Fahri Demir’in Hollanda’da görev yaptığı yıllarda, Hollanda üniversitelerinde okuyan Türk çocuklarının sayısı çok azdı. Fahri Demir hoca üniversite öğrencilerine önem veriyordu. Onlarla ilişkilerin gelişmesini istiyordu. Hoca, farklı üniversitelerden küçük bir öğrenci grubuna ulaşmıştı. Coşkun Çörüz, Fadime Örgü, Mehmet Tütüncü, Mustafa Yıldız ve bendeniz de bu gruba dahil olmuştuk. Bu grupla belirli aralıklarla vakıf binasında sohbetler yapılıyordu.

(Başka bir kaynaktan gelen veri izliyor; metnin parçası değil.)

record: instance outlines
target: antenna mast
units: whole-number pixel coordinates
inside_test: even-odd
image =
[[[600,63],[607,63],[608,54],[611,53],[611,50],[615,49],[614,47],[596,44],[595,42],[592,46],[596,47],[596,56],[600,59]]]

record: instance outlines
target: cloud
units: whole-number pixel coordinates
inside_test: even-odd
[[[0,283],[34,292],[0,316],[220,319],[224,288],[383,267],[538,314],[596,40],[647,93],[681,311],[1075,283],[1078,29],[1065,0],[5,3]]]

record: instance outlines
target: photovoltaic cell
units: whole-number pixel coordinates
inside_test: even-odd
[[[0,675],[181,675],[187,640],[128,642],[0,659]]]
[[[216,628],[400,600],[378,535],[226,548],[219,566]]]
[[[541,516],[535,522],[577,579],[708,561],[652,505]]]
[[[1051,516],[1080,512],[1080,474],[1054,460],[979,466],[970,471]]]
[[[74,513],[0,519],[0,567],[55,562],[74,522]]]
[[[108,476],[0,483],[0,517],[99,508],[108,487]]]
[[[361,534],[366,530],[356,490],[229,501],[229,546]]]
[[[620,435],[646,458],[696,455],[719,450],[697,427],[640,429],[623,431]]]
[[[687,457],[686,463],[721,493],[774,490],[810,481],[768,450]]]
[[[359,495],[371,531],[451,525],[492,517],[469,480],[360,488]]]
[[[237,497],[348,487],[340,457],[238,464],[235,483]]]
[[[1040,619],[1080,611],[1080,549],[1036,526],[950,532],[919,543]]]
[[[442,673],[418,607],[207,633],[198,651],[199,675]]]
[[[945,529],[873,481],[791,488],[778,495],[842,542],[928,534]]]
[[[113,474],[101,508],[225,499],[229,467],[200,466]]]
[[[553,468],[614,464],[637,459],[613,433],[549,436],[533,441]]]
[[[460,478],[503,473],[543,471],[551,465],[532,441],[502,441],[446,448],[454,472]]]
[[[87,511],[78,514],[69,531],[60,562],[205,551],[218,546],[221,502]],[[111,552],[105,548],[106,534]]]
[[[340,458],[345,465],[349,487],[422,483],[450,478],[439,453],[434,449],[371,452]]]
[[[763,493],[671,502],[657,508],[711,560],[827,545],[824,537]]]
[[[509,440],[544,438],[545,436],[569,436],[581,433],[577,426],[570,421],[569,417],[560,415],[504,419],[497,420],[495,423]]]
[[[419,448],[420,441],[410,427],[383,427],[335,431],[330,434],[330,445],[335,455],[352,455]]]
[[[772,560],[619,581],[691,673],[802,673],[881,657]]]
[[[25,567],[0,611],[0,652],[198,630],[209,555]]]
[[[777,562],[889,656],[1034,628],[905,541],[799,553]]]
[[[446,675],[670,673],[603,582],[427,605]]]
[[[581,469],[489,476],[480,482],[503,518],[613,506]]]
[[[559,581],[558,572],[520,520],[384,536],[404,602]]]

O yıllarda Leiden Üniversitesi Türkoloji Bölümü’nde okuyan Cengiz Özdemir part time olarak HDV’de çalışıyor ve üç aylık Hollandaca Türkçe ‘İSLAM ve Arayış’ dergisini yayınlıyordu. Özdemir’den sonra bir müddet bu görevi ve günlük Hollandaca gazeteleri tarama işini ben icra ettim. ‘İSLAM ve Arayış’ dergisi, hafızam beni yanıltmıyorsa hemen hemen tamamı Hollandalı olan 1250 aboneye sahipti.

Fahri Demir döneminde, İslam hakkında Hollandaca hazırlanan yayınlar on binlerce satıyordu. Hocanın kendisinin hazırladığı ve HDV’nin üçüncü yayını olan “DE ISLAM” başlığını taşıyan İslam dini hakkında, kısa bilgiler içeren kitapçık bir ara yok satmıştı. Öyle ki, Hollanda Savunma Bakanlığı bir çırpıda on bin adet sipariş vermişti askerlere dağıtmak için. Biz de, şaşırmış kalmıştık. O yıllarda İslam’a karşı müthiş bir ilgi vardı. Hollandaca yayın da neredeyse yoktu.

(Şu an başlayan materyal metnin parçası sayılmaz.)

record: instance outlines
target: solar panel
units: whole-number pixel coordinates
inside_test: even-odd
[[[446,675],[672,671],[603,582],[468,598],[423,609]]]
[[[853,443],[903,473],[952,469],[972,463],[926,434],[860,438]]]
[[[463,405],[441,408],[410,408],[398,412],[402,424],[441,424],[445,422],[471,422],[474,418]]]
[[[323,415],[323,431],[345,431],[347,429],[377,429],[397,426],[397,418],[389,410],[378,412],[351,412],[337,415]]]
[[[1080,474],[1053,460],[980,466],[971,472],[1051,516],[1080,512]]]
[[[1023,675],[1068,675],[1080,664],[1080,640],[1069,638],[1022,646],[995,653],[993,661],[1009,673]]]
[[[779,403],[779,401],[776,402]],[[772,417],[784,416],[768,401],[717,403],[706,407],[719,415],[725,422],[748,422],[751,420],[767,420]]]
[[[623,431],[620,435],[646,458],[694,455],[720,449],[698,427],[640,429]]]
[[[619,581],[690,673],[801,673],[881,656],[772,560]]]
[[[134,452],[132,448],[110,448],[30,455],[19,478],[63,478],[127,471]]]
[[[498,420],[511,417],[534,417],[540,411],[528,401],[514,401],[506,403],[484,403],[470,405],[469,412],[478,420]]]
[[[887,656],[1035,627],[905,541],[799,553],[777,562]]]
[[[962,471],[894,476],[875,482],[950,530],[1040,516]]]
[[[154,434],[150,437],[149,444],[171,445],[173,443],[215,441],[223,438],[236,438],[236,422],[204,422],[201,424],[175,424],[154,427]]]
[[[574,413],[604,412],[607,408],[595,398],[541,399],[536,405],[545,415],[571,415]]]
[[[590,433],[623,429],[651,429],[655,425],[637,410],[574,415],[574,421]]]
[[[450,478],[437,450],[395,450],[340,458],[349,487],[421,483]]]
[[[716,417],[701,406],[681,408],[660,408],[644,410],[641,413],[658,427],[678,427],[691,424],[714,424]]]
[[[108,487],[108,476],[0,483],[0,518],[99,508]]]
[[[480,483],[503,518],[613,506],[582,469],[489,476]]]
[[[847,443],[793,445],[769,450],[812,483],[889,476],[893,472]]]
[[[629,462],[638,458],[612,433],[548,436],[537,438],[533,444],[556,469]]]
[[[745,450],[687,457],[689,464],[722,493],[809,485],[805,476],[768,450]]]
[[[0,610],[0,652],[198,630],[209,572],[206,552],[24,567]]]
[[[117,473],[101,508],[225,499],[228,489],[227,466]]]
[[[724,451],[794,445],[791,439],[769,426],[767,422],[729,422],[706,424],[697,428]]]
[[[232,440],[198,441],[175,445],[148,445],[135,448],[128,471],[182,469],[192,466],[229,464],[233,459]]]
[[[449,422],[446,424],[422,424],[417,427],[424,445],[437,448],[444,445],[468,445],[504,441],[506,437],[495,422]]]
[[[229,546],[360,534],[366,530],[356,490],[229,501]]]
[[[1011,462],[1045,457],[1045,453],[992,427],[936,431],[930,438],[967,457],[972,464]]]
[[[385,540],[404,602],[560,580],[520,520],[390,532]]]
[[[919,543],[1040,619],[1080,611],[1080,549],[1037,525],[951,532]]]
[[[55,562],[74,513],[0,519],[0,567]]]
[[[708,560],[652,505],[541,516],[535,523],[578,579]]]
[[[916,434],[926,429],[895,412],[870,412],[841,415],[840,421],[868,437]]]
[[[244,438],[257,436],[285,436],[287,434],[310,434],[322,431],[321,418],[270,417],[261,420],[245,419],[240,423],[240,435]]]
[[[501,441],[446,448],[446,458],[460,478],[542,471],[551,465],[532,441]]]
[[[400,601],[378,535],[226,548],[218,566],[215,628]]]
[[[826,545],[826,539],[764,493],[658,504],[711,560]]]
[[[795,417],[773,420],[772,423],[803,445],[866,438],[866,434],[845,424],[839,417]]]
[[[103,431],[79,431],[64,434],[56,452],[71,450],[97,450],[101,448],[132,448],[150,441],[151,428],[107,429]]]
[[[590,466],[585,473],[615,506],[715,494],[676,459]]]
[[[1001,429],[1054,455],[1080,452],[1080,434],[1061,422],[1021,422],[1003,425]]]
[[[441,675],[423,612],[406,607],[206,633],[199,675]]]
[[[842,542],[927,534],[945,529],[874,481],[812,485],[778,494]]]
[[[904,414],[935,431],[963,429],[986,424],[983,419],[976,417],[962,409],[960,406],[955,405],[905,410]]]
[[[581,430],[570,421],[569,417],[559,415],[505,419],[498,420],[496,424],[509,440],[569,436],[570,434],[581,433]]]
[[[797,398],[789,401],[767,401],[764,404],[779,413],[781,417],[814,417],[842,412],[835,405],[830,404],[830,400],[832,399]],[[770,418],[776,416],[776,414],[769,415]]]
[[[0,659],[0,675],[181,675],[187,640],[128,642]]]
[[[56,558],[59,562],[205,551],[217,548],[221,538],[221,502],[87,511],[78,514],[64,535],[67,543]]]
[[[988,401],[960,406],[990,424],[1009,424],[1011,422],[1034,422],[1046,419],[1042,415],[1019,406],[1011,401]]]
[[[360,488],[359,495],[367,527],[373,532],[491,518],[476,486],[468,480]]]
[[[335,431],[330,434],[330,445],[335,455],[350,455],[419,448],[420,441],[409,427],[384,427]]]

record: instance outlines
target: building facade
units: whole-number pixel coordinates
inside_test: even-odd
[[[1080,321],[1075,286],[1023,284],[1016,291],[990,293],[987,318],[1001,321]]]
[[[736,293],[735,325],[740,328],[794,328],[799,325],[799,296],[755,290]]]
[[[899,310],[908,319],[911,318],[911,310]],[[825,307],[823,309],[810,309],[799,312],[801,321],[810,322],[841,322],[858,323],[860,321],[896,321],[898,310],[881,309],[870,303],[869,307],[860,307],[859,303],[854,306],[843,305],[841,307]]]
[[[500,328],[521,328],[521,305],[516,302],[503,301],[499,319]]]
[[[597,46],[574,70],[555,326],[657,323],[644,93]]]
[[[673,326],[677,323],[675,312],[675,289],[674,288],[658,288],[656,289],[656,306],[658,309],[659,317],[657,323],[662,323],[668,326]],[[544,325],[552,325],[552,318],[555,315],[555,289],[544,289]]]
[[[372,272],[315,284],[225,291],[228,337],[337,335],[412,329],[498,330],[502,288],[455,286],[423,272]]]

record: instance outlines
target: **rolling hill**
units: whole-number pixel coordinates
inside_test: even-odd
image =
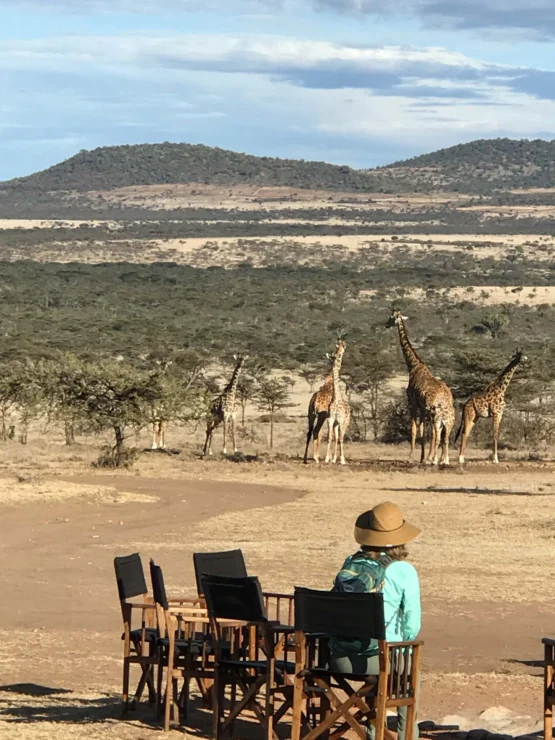
[[[381,169],[419,188],[482,193],[492,189],[555,187],[555,140],[477,139]],[[373,170],[372,172],[376,172]]]
[[[325,162],[255,157],[201,144],[164,143],[83,150],[65,162],[0,187],[83,192],[199,183],[371,191],[378,179],[351,167]]]
[[[480,139],[373,170],[256,157],[200,144],[137,144],[83,150],[4,194],[106,191],[141,185],[291,187],[343,192],[491,193],[555,187],[555,141]]]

Bir Ramazan Bayramı sonrasıydı. Trouw gazetesi serbest kürsü sayfasında Ramazan ve Oruç’la ilgili bir yazım yayınlanmıştı. Yazı için gazete bana 50 Gulden göndermişti. Hemen gazeteyi alıp Vakfa, Fahri hocaya götürdüm. Kendisi yazmış kadar mutlu oldu. Ve gazetenin o sayısından 10 adet almamı söyledi. Yazıyı, Vakfı ziyaret edenlere büyük bir mutlulukla göstermişti.

Evet, Dr. Fahri Demir hocanın vefatı üzerine aklımıza hemen geliverenler bu şekilde.

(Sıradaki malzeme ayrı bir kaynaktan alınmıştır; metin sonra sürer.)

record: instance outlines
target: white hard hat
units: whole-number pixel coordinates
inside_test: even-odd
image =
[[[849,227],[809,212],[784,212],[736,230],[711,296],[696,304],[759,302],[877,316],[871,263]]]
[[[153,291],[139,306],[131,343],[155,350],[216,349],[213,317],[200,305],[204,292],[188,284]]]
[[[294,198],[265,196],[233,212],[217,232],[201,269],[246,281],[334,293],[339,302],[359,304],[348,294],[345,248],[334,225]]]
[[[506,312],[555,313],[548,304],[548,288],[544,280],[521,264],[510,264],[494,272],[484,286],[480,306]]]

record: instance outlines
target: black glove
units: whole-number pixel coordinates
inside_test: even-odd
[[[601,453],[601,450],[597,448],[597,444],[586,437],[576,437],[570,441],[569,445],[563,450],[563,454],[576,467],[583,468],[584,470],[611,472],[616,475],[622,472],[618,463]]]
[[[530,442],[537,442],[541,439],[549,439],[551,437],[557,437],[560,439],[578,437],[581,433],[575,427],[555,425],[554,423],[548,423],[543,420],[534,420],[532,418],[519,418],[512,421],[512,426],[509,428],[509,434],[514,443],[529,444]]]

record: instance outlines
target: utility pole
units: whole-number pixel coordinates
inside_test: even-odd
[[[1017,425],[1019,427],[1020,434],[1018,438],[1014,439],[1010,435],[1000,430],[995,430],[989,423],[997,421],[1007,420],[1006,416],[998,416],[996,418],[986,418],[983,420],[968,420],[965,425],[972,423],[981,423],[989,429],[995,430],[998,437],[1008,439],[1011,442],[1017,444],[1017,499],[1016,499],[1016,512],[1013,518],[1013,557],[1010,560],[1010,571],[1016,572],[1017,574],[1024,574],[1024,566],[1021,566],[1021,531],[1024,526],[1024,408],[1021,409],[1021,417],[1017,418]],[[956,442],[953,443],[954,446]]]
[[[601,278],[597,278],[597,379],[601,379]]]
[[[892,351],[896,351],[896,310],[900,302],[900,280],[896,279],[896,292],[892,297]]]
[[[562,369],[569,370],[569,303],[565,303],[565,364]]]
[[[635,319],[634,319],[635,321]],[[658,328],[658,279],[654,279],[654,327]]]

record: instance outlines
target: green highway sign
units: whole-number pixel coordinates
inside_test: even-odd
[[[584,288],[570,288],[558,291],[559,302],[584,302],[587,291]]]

Yukarıda da ifade ettiğim gibi; ne mutlu, geçtiği yerde hayırla hatırlanmak. Herkese söz verip yerine getirmemekle anılmak da var bu işin içinde. Eline geçen din ve devlet yetkisini insanları yönlendirmek ve dinlemeyenleri bir yerlere, ‘bunlar şöyle böyle’ diye rapor veren HDV Başkanı olarak da hatırlanmak var kaderde.
Velhasıl; en iyisi, gök kubbede hoş bir seda bırakıp, hayırla anılmaktır. İşte HDV eski Başkanlarından Dr. Fahri Demir hayırla hatırlananlardan birisidir.
Mekanı cennet, ruhu şad, ilmi şahit olsun.